CIO interview: Stuart Wright, director of IT & networks, Sega Europe

Simplifying IT with a move to the cloud and reducing costs have been the main drivers of an IT overhaul at games publisher Sega Europe

Simplifying IT and reducing costs have been the main drivers of an IT overhaul at games publisher Sega Europe, where a major move to an infrastructure as a service (IaaS) approach is taking place.

Sega’s technology department is led by IT and networks director Stuart Wright (pictured) decided to ditch datacentres and traditional software licensing last year. Cloud providers Amazon Web Services (AWS) and Rackspace became the most important IT partners to support the new plan.

But Stuart Wright says moving everything to the cloud is not necessarily the way to go.

“We started off with a hybrid approach and then worked on a project-by-project basis. We are not always cloud-focused and every project is evaluated on its merits,” says Wright.

“AWS tends to focus on the platforms and its technology and offers a large range of platforms and services to build, develop and host online applications. Rackspace, on the other hand, is very customer-focused and allowed us a lot of flexibility with our more demanding projects.”

The unpredictability of gamers’ online behaviour means the automatic scaling capability of the cloud is a particular benefit for Sega, allowing it to access a fully on-demand processing capability.

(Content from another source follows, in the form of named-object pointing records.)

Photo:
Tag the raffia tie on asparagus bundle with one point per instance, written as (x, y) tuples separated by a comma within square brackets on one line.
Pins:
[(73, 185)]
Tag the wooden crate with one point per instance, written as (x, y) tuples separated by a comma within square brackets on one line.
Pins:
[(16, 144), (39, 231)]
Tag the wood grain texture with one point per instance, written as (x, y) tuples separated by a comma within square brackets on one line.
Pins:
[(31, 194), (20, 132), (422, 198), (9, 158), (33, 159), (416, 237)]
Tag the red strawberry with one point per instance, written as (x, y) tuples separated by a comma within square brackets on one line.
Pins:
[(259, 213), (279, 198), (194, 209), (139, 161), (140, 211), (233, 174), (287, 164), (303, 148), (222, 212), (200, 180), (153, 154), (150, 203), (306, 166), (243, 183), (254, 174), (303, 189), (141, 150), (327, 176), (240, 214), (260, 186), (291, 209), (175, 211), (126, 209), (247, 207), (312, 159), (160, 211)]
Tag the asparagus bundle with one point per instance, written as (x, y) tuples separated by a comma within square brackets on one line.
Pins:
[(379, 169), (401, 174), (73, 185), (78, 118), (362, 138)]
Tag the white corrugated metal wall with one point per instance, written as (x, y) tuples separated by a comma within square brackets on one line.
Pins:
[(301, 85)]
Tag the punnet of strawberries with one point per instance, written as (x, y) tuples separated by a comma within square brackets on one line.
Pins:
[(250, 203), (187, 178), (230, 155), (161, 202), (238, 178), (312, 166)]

Sega historically used datacentre services firm Control Circle to manage its server footprint. According to Wright, Sega has nothing left with Control Circle, but is obliged to continue paying the provider until the end of the contract despite having migrated all its corporate systems, including Office and Oracle tools.

“We are very happy about phasing the old datacentre out. The sooner we get all these old contracts out of the way and start dealing with what would be almost daily contracts with the cloud set-up, the better,” Wright says.

“By moving to the cloud, we don’t have to worry about things like mechanical or network failures, air conditioning, breaking or power outages,” he adds.

“Of course you have service-level agreements, but you always have problems too. With the cloud, I am a lot more flexible and don’t have to worry about the issues I might have had before with physical services.”

The complexities of the move

But the move to IaaS brought its own complexities. According to Wright, the IaaS approach requires different ways of working, so staff skills changes were needed, as well as new policies and procedures.

The various Sega offices worldwide traditionally ran disparate corporate systems and Wright’s team is trying to bring a more orderly approach to the situation, rolling out Cisco unified communications across all offices and Microsoft Office tools.

“Sega faces many challenges, due to different time zones and language barriers, but fortunately we are a technically driven business and so have the procedures and systems in place to ensure communication and collaboration are always being improved,” he says.

Wright adds that, given the historic disparity of systems and the need to standardise corporate platforms first, he will be avoiding a straight move to cloud products such as Office 365, despite it being his preferred option.

“The key reason we are not moving [to Office 365] is that we want to take it one step at a time. Once we have the rest of the business aligned we can look at the next stage but it is inevitable that we will end up using Microsoft cloud services – there is no doubt about it,” says Wright.

“But at the moment the key point is aligning corporate systems across North America, Europe and Japan on the same level playing field, as everyone has been doing their own thing.”

Not wanting to commit too much is another reason why Wright has not set a roadmap for a cloud migration of Office tools.

“One of the things companies tend to get burned on is all these contracts and commitments. That is not true for Microsoft but, with all the others, many IT leaders tend to make a forecast and commit to something but are unsure of what the requirement will be months from now,” he says.

“And one of the main benefits of IaaS is being able to tear the set-up down if there is a change of strategy for any reason and you also spend less.”

If we were to store all that data ourselves it would be difficult. If you do it in the cloud, you can store more and more data. As technology options develop, the cost of storage gets cheaper and you get a better deal every year

Stuart Wright, Sega Europe

Data matters

As games often have a social or multiplayer element connected to the internet, Sega Europe ends up processing terabytes of data that is useful for customers, as they can share information such as scores. This is useful for Sega as it gives an insight to what games are successful and also to developers, as they can understand more about player behaviour.

Sega is also putting systems in place for better business intelligence capabilities. Wright’s team uses the Microsoft Business Intelligence ecosystem, which includes master data services and data quality services.

The firm also employs a combination of Amazon Relational Database Service, Microsoft SQL Server, Hadoop MapReduce and Hive technologies for data integration.

But managing all that data is not easy – storage being one example of the complexity.

“If we were to store all that data ourselves it would be difficult. If you do it in the cloud, you can store more and more data. As technology options develop, the cost of storage gets cheaper and you get a better deal every year,” says Wright.

“But it is not simple. We have to use various tools to clean it all up and then we can archive things. And since a lot of people struggle with cloud as a concept, it is wise to keep a separation, so we keep certain types of sensitive data in the Sega cloud.”